Digital technologies alongside fiber optic communication is a field in which the UK is a groundbreaker.
The history of emerging digital technologies is not usually associated with Britain. They are more associated with East Asia who inundated the market with low-priced electronics in the 80's and 90's. Or the US who gave birth to the transistor and produced hardware and software developers who have been highly influential in recent times. However, without Britain, two of the most authoritative and important technologies would not exist. These include mobile, computing and the triumph of the internet. Britain's innovations could still progress computing further and even give a greater understanding to the human brain.
The world wide web invented by British computer scientist Tim Berners-Lee is highly noted. But what is not as commonly known is that Britain also is the birthplace of fiber optic communications, a technology which enables transmission of vast quantities of data around the world.
Optical fiber was first developed in the 1960's by a team including a scientist named Richard Epworth. He commented that 'The web and Internet are only possible because the cost of communicating is very low, and independent of distance.' This team that made optical fiber communication into a reality did so at Standard Telecommunications Laboratories (STL).

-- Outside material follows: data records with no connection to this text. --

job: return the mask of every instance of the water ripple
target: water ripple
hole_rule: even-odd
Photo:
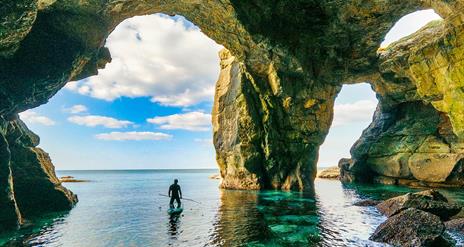
[[[384,199],[411,191],[393,186],[343,186],[316,180],[316,196],[280,191],[228,191],[211,172],[72,172],[93,183],[69,184],[80,198],[69,213],[36,219],[0,235],[9,246],[386,246],[369,241],[385,220],[362,199]],[[167,215],[166,193],[179,178],[184,201],[179,217]],[[446,190],[463,203],[464,192]],[[451,233],[462,244],[462,236]]]

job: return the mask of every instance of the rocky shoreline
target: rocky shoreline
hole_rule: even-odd
[[[385,201],[364,200],[355,206],[373,206],[388,217],[369,238],[375,242],[405,247],[455,246],[446,230],[464,233],[464,218],[459,218],[462,206],[433,189]]]
[[[91,181],[84,180],[84,179],[76,179],[73,176],[63,176],[63,177],[60,177],[60,182],[62,183],[84,183],[84,182],[91,182]]]

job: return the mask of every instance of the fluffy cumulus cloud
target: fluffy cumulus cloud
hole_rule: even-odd
[[[377,102],[373,100],[359,100],[354,103],[336,104],[332,126],[342,126],[352,123],[366,123],[372,121]]]
[[[159,125],[161,129],[183,129],[189,131],[208,131],[211,127],[211,114],[188,112],[147,119],[149,123]]]
[[[148,131],[110,132],[97,134],[95,137],[105,141],[160,141],[172,138],[171,135],[165,133]]]
[[[66,108],[65,110],[66,112],[69,112],[71,114],[85,113],[88,111],[85,105],[73,105],[69,108]]]
[[[53,126],[56,124],[52,119],[42,116],[34,111],[21,112],[19,117],[28,124],[40,124],[45,126]]]
[[[221,46],[182,18],[128,19],[113,31],[107,47],[112,62],[97,76],[68,83],[68,89],[108,101],[148,96],[182,107],[213,98]]]
[[[87,127],[103,126],[111,129],[120,129],[133,125],[134,123],[127,120],[119,120],[112,117],[88,115],[88,116],[71,116],[68,121]]]

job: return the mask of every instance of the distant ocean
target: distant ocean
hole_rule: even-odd
[[[230,191],[208,178],[217,170],[58,171],[91,180],[66,183],[79,197],[69,213],[37,219],[0,235],[0,245],[26,246],[384,246],[368,240],[385,218],[360,199],[411,191],[393,186],[343,186],[316,180],[316,197],[277,191]],[[184,212],[167,214],[179,179]],[[444,191],[464,202],[459,190]],[[454,235],[458,240],[460,236]]]

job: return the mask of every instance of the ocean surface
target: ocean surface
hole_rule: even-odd
[[[70,212],[29,222],[0,235],[5,246],[387,246],[368,240],[386,218],[362,199],[414,191],[397,186],[347,186],[317,179],[316,196],[276,191],[231,191],[208,178],[217,170],[59,171],[91,180],[66,183],[79,197]],[[167,214],[174,178],[184,212]],[[442,191],[464,204],[464,192]],[[462,236],[452,233],[462,244]]]

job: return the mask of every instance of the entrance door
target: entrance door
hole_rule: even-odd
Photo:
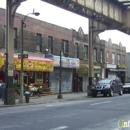
[[[24,84],[28,84],[28,77],[27,75],[23,77]]]
[[[83,77],[78,77],[79,92],[83,92]]]

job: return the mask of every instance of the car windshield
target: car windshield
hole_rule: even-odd
[[[99,84],[110,84],[111,83],[111,79],[103,79],[103,80],[100,80],[98,83]]]

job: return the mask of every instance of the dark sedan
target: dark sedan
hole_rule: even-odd
[[[113,96],[114,93],[119,95],[123,94],[123,84],[118,78],[105,78],[100,80],[92,89],[92,96],[96,97],[98,94],[103,94],[104,96]]]
[[[123,93],[130,93],[130,82],[125,82],[123,85]]]

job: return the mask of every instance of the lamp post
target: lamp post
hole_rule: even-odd
[[[60,50],[60,74],[59,74],[59,95],[58,99],[62,99],[63,96],[61,95],[61,82],[62,82],[62,50]]]
[[[33,11],[33,13],[29,13],[29,14],[33,14],[35,16],[38,16],[40,13]],[[24,100],[23,100],[23,96],[24,96],[24,87],[23,87],[23,85],[24,85],[24,83],[23,83],[23,58],[24,58],[23,57],[23,27],[26,27],[25,19],[29,14],[27,14],[24,17],[24,19],[21,20],[21,74],[20,74],[21,75],[21,77],[20,77],[21,78],[21,86],[20,86],[21,91],[20,91],[19,103],[24,102]]]

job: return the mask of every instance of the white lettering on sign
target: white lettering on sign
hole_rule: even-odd
[[[98,13],[102,13],[102,1],[101,0],[95,1],[95,11],[97,11]]]

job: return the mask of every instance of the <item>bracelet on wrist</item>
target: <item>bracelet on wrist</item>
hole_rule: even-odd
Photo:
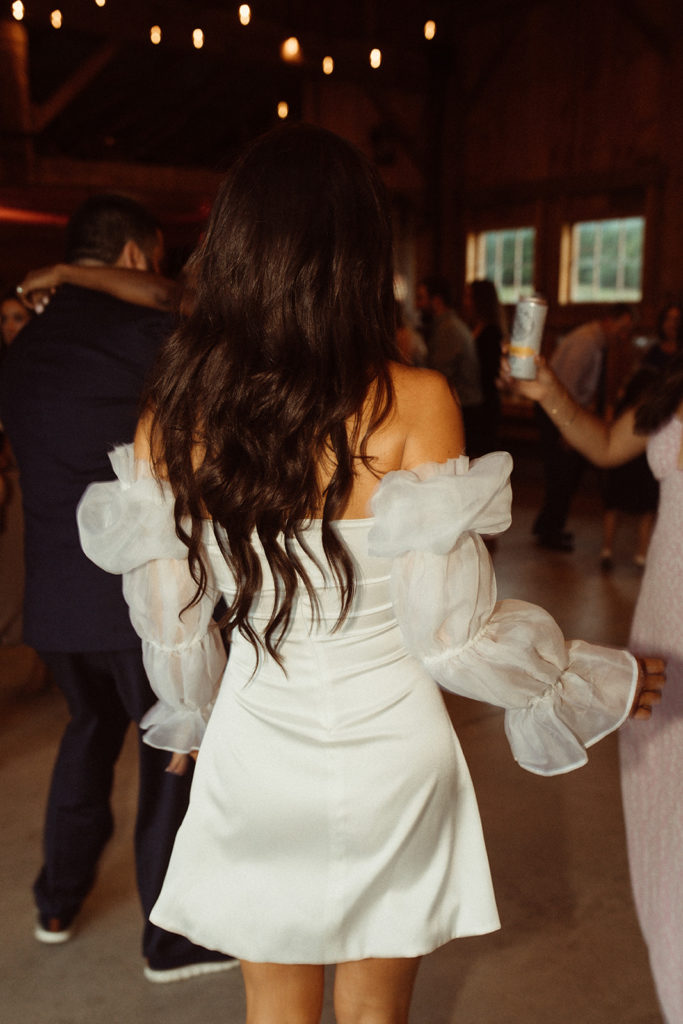
[[[560,412],[560,409],[562,408],[562,405],[563,404],[567,405],[566,402],[563,403],[563,401],[562,401],[565,398],[569,399],[569,406],[570,406],[571,415],[569,416],[568,419],[565,419],[562,422],[558,423],[557,426],[559,426],[559,427],[570,427],[572,425],[572,423],[574,422],[574,420],[576,419],[578,411],[579,411],[579,406],[576,405],[576,403],[572,401],[571,397],[565,391],[565,392],[562,392],[562,394],[560,395],[560,401],[557,403],[557,405],[551,406],[551,408],[548,410],[550,416],[553,419]]]

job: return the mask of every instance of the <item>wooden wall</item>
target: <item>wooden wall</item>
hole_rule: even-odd
[[[650,327],[683,289],[683,4],[480,0],[453,12],[450,36],[426,71],[423,61],[422,73],[406,62],[398,78],[317,75],[303,88],[304,118],[378,160],[412,283],[438,270],[459,294],[468,231],[534,225],[535,286],[549,299],[551,332],[600,311],[558,302],[562,225],[644,214],[641,315]],[[14,101],[3,109],[7,122]],[[196,231],[191,212],[217,180],[199,170],[68,161],[26,167],[24,181],[0,173],[0,206],[8,191],[23,189],[36,208],[68,212],[109,176],[175,218],[178,238]],[[60,246],[57,228],[0,222],[0,279],[57,258]]]

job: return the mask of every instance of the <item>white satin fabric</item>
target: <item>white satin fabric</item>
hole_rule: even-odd
[[[281,648],[286,674],[263,655],[254,672],[253,649],[235,636],[220,687],[225,656],[209,621],[232,578],[212,531],[210,589],[179,618],[194,585],[172,495],[144,465],[136,472],[130,448],[112,462],[119,479],[89,488],[79,528],[91,558],[126,574],[160,696],[146,739],[187,750],[206,729],[152,920],[280,963],[415,956],[497,928],[472,783],[434,679],[505,707],[515,757],[554,774],[623,721],[637,676],[626,652],[565,645],[541,609],[496,604],[476,531],[509,524],[509,456],[388,474],[373,518],[336,524],[358,579],[337,631],[312,522],[314,557],[301,557],[320,619],[300,595]],[[262,563],[257,632],[273,598]]]

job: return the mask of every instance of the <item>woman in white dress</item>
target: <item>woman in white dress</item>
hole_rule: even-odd
[[[79,509],[143,638],[147,742],[201,746],[152,920],[239,957],[249,1024],[315,1024],[328,963],[339,1024],[405,1024],[420,956],[499,927],[437,682],[505,707],[548,775],[662,683],[496,602],[479,533],[509,524],[511,460],[469,466],[445,379],[394,361],[391,253],[353,147],[303,125],[253,143],[135,450]]]

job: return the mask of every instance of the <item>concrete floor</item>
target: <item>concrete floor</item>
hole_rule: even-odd
[[[572,555],[541,553],[531,542],[534,463],[522,456],[513,482],[514,523],[495,554],[501,596],[544,604],[568,635],[624,643],[639,585],[630,564],[633,524],[605,577],[597,568],[595,480],[573,517]],[[585,768],[542,779],[513,762],[500,712],[447,703],[479,796],[503,927],[425,958],[411,1024],[659,1024],[630,895],[615,738],[594,747]],[[63,946],[34,940],[31,885],[66,710],[57,692],[41,687],[27,648],[0,649],[0,713],[0,1024],[240,1024],[237,970],[164,986],[142,976],[130,742],[117,771],[116,835],[78,931]],[[332,977],[330,969],[323,1024],[334,1021]]]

Digital communication offered low-loss communication therefore had great potential for further research. A favourite choice for communication was optical, which was deemed perfect for digital but not for electronics. Epworth said 'if you’re transmitting digitally, the signal is either on or off, and any distortion doesn’t matter at all.” It’s exactly the same idea that makes Morse code signalling was so successful, he added; all that matters is whether there is any signal or not; and visible light Morse works at the speed of light. What fiber optics promised, he said, was simply increasing the range of the visible light Morse idea and sending it around corners, plus the increase in speed compared with electrical signalling through copper. “The invention of the laser increased interest, and transmission through free-space was studied, but it’s too affected by weather, so some sort of guide for the light was obviously needed.” however in terms of electronics, the stance was '“If you’re transmitting an analogue signal electrically, by manipulating a current along a wire, then as soon as you have any interference or loss of signal quality, you have problems; you don’t need much distortion at all before the signal becomes incomprehensible,”

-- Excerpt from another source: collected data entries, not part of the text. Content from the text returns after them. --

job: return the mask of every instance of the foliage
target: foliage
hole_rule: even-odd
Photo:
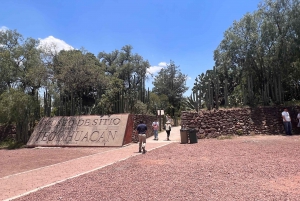
[[[18,142],[13,138],[7,138],[0,142],[0,149],[19,149],[23,146],[22,142]]]
[[[193,93],[189,97],[184,98],[182,100],[182,107],[184,107],[185,110],[193,110],[198,111],[199,110],[199,102],[196,98],[196,95]]]
[[[19,149],[23,146],[24,144],[22,142],[18,142],[12,137],[7,137],[5,140],[0,142],[0,149]]]
[[[187,75],[181,73],[179,66],[171,60],[166,68],[162,68],[153,81],[153,92],[158,95],[166,95],[170,106],[165,108],[169,110],[172,108],[179,110],[180,102],[183,98],[184,92],[188,90],[186,87]]]
[[[298,0],[265,0],[225,31],[214,69],[195,82],[207,108],[300,99],[299,7]]]
[[[84,93],[103,84],[104,68],[84,50],[62,50],[54,57],[53,79],[61,91]]]
[[[108,86],[101,96],[101,99],[98,103],[98,108],[102,109],[106,114],[112,114],[113,105],[116,101],[116,97],[123,91],[123,83],[122,80],[112,77],[109,81]]]
[[[10,89],[0,95],[0,123],[10,124],[27,118],[34,106],[32,97],[18,89]]]
[[[148,106],[139,100],[134,105],[134,110],[136,114],[151,114],[151,112],[148,110]]]
[[[108,89],[105,89],[103,97],[110,97],[101,100],[102,105],[104,101],[106,101],[106,105],[119,105],[120,97],[122,97],[126,102],[122,106],[124,112],[134,112],[134,105],[137,100],[143,103],[149,101],[149,95],[145,89],[145,80],[150,64],[142,56],[133,54],[132,49],[132,46],[125,45],[120,51],[100,52],[98,54],[98,59],[105,66],[105,74],[108,78]],[[118,82],[117,85],[115,85],[116,82]]]
[[[163,74],[172,90],[151,92],[145,88],[150,64],[132,49],[97,57],[85,49],[57,52],[16,30],[0,31],[0,123],[16,125],[16,139],[26,141],[43,115],[174,113],[186,75],[171,61]]]
[[[132,53],[132,46],[125,45],[121,51],[100,52],[98,59],[105,66],[106,75],[123,80],[124,90],[144,84],[150,64],[142,56]]]
[[[38,40],[23,39],[17,31],[0,31],[1,89],[21,88],[35,95],[44,84],[47,71],[42,65]]]
[[[72,99],[82,101],[82,107],[92,107],[99,89],[106,87],[104,67],[92,53],[85,50],[60,51],[54,56],[52,73],[52,82],[57,83],[60,96],[65,97],[65,100],[56,100],[57,106],[61,101]]]

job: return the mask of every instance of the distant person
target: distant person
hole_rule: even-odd
[[[170,115],[168,115],[168,114],[166,115],[166,120],[171,122],[171,117],[170,117]]]
[[[142,152],[143,154],[146,153],[146,132],[147,132],[147,125],[144,124],[143,121],[140,121],[139,125],[136,128],[138,135],[139,135],[139,153]]]
[[[300,127],[300,111],[298,111],[297,119],[298,119],[297,127]]]
[[[153,135],[154,135],[153,140],[158,140],[158,128],[159,128],[159,123],[156,120],[152,123],[152,129],[153,129]]]
[[[167,140],[169,141],[170,140],[170,132],[171,132],[171,122],[170,121],[167,121],[166,124],[165,124],[165,129],[166,129],[166,132],[167,132]]]
[[[284,108],[281,115],[282,115],[285,134],[292,135],[292,123],[291,123],[291,117],[290,117],[290,113],[288,112],[288,109]]]
[[[173,125],[173,119],[170,117],[170,115],[167,114],[166,121],[169,121],[171,125]]]

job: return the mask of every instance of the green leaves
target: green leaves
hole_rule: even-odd
[[[0,95],[0,123],[9,124],[26,118],[33,106],[32,97],[20,90],[10,89]]]
[[[62,92],[90,93],[105,85],[104,67],[93,54],[81,50],[60,51],[54,57],[53,73]]]
[[[154,78],[153,92],[158,95],[165,94],[171,106],[179,109],[180,101],[184,92],[188,90],[186,87],[187,75],[179,70],[173,61],[166,68],[162,68],[158,75]]]
[[[300,98],[294,65],[300,55],[295,34],[300,27],[299,5],[298,0],[265,0],[256,12],[245,14],[225,31],[214,52],[225,105],[268,105]]]

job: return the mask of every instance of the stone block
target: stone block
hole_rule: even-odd
[[[122,146],[131,141],[129,114],[44,117],[27,146]]]

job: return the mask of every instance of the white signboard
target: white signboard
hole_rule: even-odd
[[[157,110],[157,115],[165,115],[165,112],[164,110]]]

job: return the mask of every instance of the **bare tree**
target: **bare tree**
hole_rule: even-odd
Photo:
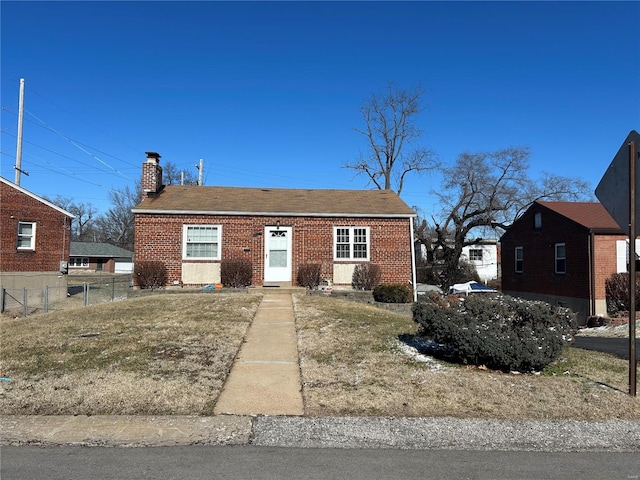
[[[73,219],[73,237],[78,241],[89,241],[95,230],[95,216],[97,210],[90,203],[74,203],[69,210],[76,218]]]
[[[71,239],[75,241],[92,240],[95,230],[95,216],[98,213],[91,203],[76,203],[70,197],[56,195],[46,200],[72,213],[75,218],[71,224]]]
[[[198,177],[189,170],[180,170],[175,163],[167,162],[162,167],[162,181],[165,185],[180,185],[184,174],[184,185],[197,185]]]
[[[413,146],[422,132],[415,125],[422,111],[423,89],[398,90],[392,82],[383,94],[373,94],[360,108],[364,129],[354,130],[367,139],[369,152],[345,164],[346,168],[365,174],[380,190],[402,192],[410,172],[418,174],[437,167],[430,150]]]
[[[536,200],[575,201],[589,196],[580,179],[549,173],[540,180],[529,174],[530,150],[512,147],[496,152],[462,153],[442,169],[444,182],[433,192],[442,205],[434,219],[435,248],[442,255],[441,280],[449,287],[459,280],[462,249],[479,243],[487,231],[504,231]]]
[[[134,216],[131,209],[141,196],[140,184],[109,192],[111,208],[96,221],[99,240],[133,250]]]

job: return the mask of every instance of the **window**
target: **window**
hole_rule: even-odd
[[[88,267],[89,266],[89,259],[88,258],[82,258],[82,257],[71,257],[69,259],[69,266],[70,267]]]
[[[482,261],[482,249],[480,248],[471,248],[469,249],[469,260],[472,262],[481,262]]]
[[[516,273],[524,272],[524,250],[522,247],[516,247],[515,251]]]
[[[36,222],[18,222],[18,250],[36,249]]]
[[[220,225],[184,225],[182,258],[220,260]]]
[[[556,273],[567,273],[567,256],[564,243],[556,243]]]
[[[542,213],[536,212],[533,216],[533,228],[540,230],[542,228]]]
[[[334,227],[335,260],[369,260],[369,227]]]

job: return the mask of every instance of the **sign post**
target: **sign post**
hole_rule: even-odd
[[[636,142],[629,142],[629,395],[636,396]]]
[[[636,236],[640,229],[637,212],[637,148],[640,134],[632,130],[613,158],[596,188],[596,197],[622,230],[629,235],[629,395],[636,396]]]

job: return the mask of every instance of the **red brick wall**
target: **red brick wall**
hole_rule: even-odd
[[[534,228],[534,214],[542,214],[542,228]],[[616,270],[616,240],[624,236],[594,238],[595,298],[605,298],[605,279]],[[544,207],[534,205],[503,235],[502,289],[571,298],[590,298],[590,233]],[[566,246],[565,274],[555,273],[555,244]],[[524,272],[515,273],[515,247],[522,246]]]
[[[605,281],[616,273],[616,241],[628,240],[624,235],[598,235],[595,237],[596,299],[605,300]]]
[[[380,265],[382,281],[412,280],[410,219],[352,219],[305,217],[242,217],[206,215],[137,214],[135,219],[136,261],[163,260],[168,281],[182,276],[182,229],[184,224],[222,225],[222,259],[248,258],[253,264],[253,284],[264,278],[264,228],[280,222],[292,227],[292,280],[304,263],[321,265],[322,277],[333,276],[333,227],[370,227],[370,262]],[[246,252],[245,249],[250,249]],[[188,261],[187,261],[188,262]],[[193,262],[198,262],[194,260]],[[345,261],[344,263],[356,263]]]
[[[36,222],[35,250],[17,249],[19,221]],[[0,271],[57,272],[69,260],[70,224],[65,214],[0,183]]]
[[[534,228],[534,214],[542,228]],[[566,273],[555,273],[555,244],[566,247]],[[534,205],[502,236],[502,289],[513,292],[589,298],[589,231]],[[515,273],[515,247],[523,247],[523,273]],[[614,264],[615,265],[615,264]]]

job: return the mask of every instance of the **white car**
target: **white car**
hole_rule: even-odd
[[[467,283],[455,283],[449,287],[450,295],[454,295],[456,293],[462,293],[464,295],[469,295],[470,293],[497,293],[497,290],[472,281]]]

In 1842, in Paris, Daniel Colodon a professor at the university of Geneva and Jacques Babinet, a specialist in optics showed that light followed the curvature of water, therefore 'bending' inside a stream of water. Using this method was used in the 1920's with glass fibers to provide dentistry with illumination and medical examinations. The technique was not heavily investigated at the beginning with Epworth stating that the glass attenuated the signal too much.
In the 60's, STL in Harlow were trying to make optical communication work, alongside other researchers. The field was an expanse to be explored and early research used a hollow air-filled tube as the medium for transmission, a 'light-pipe'. Epworth explained 'for a while it looked like the winning technique would be one using microwaves' after work involving 'planar thin-films, using optical waveguides where the majority of the signal would be outside the transmission medium.'
Charles Kuen Kao, a researcher from Hong Kong had the initial discovery whilst working with George Hockham an expert in Microwaves. Together they hypothesised visible light transmission would be suited to a purer glass than was already accessible. He recognised that the pureness of the material was the issue, not the key physics. In 2009 the couple won a share in the Nobel Prize for physics, due to their instrumental paper published over 50 years ago and was observed as the starting point of practical optical fibers.
Travelling the world to get interest within his technology, Kao didn't succeed commercially until a pure, ultra-clear silica from oxygen and elemental silicon was produced by Bell Labs. The first transmittance system between Hitchin and Stevenage was the UK's involvement in the early usage of the technology, however as this was multi-national and no commercial remainder of STL exists, the status of the innovation being from the UK has been dropped from public knowledge so Epworth believes.
Other leading digital innovations are more in the public consciousness due to commercialisation. Stephen Furber led a team who developed The RISC (reduced instruction set computing) microprocessor at ARM (Acorn RISC machines). At a time when chip-making was dominated by American powerhouse IBM, Furber spoke in 2010 to The Engineer and explained they had very rigid thoughts on how the architecture of chip should work. By not manufacturing chips themselves, the ARM team came to the conclusion they could break away from these set ideas. From this, a processor was developed that used far less power that it's competition, which meant market domination within the tablet, laptop and mobile industries. This breakthrough saw the controversial sale of ARM to Japanese firm Softbank for $42billion.